Шмиэл Сандлер
МОЙ ЛЮБЕЗНЫЙ ВЕНЬЯМИН
Неделю я не заглядывал в каракули Уилла. Бог знает, заглянул бы я туда
вообще, если бы Уилл не умер.
В воскресенье утром мне позвонил доктор Берштейн и сообщил прискорбную
весть:
- Старина, мне жаль... Мне очень жаль, я не хотел тебя огорчать...
- Что случилось, Аркадий? - спросил я, предчувствуя беду.
- Иванов повесился.
- Как повесился?
- На собственных подтяжках, - последовал циничный по форме и трагический
по сути, ответ.
Берштейн был уверен, что это самоубийство. Но я не сомневался, в том, что
кому-то понадобилось убрать парня, и этот некто настиг его даже в больнице.
- Кажется, он оставил тебе дневник, - заметил Берштейн, - почитай-ка его
на досуге и ты увидишь, что он сумасшедший...
Тело Уилла обнаружили ночью в туалетной комнате психиатрической больницы
"Абарбанель"
Когда его снимали с петли в глазах у него стояли слезы. Умирая, Уилл
плакал, и это обстоятельство Берштейн использовал как аргумент для
подтверждения своей версии:
- Видишь, - сказал он мне, - перед смертью плачут только самоубийцы.

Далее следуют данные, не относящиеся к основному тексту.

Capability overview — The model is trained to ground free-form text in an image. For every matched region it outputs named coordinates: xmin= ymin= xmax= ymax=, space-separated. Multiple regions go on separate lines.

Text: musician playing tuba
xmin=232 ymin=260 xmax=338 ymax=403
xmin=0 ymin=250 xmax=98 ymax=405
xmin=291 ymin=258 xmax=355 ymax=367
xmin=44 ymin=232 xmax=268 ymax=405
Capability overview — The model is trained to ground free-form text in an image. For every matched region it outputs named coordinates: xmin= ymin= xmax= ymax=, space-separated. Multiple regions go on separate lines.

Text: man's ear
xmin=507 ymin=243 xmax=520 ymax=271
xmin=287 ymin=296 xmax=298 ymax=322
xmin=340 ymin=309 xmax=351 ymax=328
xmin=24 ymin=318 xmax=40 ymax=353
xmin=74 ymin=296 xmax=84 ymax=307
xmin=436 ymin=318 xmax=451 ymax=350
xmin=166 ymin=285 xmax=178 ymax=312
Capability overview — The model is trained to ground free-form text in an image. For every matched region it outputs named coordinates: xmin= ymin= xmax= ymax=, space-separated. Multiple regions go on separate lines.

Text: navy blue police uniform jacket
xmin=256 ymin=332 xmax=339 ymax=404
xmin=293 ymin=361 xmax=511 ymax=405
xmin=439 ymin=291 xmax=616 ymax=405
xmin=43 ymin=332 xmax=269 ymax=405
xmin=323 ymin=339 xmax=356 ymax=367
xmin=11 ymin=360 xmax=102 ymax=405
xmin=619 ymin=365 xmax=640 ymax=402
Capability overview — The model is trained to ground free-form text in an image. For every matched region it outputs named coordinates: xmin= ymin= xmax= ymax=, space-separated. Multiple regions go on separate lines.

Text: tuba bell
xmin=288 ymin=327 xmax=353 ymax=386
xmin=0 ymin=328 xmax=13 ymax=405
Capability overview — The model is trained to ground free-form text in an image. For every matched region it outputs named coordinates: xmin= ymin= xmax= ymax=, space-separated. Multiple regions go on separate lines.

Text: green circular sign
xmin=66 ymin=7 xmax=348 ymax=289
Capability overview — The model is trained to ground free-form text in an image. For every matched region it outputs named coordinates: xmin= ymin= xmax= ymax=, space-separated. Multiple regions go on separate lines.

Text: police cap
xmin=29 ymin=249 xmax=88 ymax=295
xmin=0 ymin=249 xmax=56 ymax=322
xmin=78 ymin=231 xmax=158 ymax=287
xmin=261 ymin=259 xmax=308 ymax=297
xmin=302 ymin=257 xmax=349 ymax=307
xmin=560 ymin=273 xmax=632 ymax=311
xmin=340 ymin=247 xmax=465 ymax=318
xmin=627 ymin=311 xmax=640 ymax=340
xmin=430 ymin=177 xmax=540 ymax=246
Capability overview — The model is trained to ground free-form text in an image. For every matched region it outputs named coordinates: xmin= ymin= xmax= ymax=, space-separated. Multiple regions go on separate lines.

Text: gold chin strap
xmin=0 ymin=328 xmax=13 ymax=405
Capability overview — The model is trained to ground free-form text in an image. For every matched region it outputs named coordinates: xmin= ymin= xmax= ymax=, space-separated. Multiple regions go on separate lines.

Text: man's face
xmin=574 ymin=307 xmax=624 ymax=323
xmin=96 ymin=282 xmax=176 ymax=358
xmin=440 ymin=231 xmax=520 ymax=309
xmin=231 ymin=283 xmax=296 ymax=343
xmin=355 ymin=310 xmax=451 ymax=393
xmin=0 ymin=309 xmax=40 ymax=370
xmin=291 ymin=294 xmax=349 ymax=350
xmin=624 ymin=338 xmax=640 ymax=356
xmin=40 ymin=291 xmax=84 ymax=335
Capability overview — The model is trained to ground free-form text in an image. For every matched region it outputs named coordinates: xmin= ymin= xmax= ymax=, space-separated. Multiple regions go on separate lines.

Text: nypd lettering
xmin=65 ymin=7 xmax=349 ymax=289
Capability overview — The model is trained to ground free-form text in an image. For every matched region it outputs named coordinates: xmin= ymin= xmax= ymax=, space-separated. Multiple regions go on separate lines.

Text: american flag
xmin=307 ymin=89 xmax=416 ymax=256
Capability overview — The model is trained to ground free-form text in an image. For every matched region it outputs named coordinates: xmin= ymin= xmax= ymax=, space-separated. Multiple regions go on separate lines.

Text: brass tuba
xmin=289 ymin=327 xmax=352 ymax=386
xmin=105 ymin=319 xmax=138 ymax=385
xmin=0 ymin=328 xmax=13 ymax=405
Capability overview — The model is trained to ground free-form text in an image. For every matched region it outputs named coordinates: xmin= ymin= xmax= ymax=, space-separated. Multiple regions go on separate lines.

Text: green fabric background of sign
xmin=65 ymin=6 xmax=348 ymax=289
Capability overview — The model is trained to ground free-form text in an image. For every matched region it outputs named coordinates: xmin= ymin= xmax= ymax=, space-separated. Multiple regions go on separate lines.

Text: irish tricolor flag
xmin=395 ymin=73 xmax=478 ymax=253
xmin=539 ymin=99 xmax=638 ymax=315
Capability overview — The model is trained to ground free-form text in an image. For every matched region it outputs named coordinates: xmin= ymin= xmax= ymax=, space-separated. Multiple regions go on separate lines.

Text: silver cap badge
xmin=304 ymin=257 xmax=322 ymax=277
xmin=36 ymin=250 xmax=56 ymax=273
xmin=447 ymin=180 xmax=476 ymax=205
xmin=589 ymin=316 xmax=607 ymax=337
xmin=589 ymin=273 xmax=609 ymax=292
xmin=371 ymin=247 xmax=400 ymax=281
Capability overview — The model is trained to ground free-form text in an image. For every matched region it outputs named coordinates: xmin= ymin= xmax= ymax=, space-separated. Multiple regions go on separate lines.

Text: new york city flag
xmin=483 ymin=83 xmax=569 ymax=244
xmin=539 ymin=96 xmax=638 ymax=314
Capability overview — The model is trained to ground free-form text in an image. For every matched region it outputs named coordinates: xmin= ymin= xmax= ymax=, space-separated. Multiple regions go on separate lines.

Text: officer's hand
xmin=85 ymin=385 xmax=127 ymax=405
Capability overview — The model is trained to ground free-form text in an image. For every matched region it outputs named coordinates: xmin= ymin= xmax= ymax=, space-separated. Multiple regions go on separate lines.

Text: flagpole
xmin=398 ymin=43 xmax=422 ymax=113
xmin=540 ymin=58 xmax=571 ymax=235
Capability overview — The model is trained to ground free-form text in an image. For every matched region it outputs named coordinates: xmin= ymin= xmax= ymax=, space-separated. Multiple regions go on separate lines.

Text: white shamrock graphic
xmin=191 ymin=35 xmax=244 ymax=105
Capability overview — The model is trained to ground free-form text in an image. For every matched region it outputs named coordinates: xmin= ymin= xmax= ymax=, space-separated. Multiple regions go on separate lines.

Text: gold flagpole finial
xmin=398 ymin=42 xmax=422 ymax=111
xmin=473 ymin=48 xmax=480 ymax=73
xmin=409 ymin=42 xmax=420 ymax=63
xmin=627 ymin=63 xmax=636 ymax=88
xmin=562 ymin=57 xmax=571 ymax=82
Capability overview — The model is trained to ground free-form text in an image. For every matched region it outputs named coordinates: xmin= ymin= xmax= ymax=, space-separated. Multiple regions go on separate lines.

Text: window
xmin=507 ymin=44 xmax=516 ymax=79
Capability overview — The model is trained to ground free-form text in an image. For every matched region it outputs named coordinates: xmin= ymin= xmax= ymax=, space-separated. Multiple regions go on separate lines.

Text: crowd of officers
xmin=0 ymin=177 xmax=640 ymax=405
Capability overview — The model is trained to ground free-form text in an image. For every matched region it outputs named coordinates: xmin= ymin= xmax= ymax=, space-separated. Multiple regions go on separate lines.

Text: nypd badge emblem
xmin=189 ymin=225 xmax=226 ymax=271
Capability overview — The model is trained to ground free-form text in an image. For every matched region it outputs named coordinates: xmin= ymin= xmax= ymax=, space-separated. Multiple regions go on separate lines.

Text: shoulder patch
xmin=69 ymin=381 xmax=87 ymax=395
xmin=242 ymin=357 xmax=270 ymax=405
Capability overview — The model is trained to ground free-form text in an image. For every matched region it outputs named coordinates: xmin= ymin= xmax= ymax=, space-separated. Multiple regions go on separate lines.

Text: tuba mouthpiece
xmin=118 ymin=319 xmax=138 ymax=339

Вспомни Есенина, у него тоже слезы не просохли, когда его из петли
вынимали.
Берштейн был педантичным человеком и регистрировал в картотеке все
прежние Уилловы попытки произвести расчеты с жизнью. Он представил
инспектору полиции документальное свидетельство таковых попыток и
следователь, уважая мнение специалиста, не счел целесообразным копаться в
этом и без того очевидном деле.
Осмотрев туалетную комнату и тело удавившегося, инспектор принял версию
Берштейна и в докладной на имя комиссара бат-ямовской полиции логически
обосновал вероятность самоубийства, ссылаясь при этом на авторитетное
мнение доктора Берштейна.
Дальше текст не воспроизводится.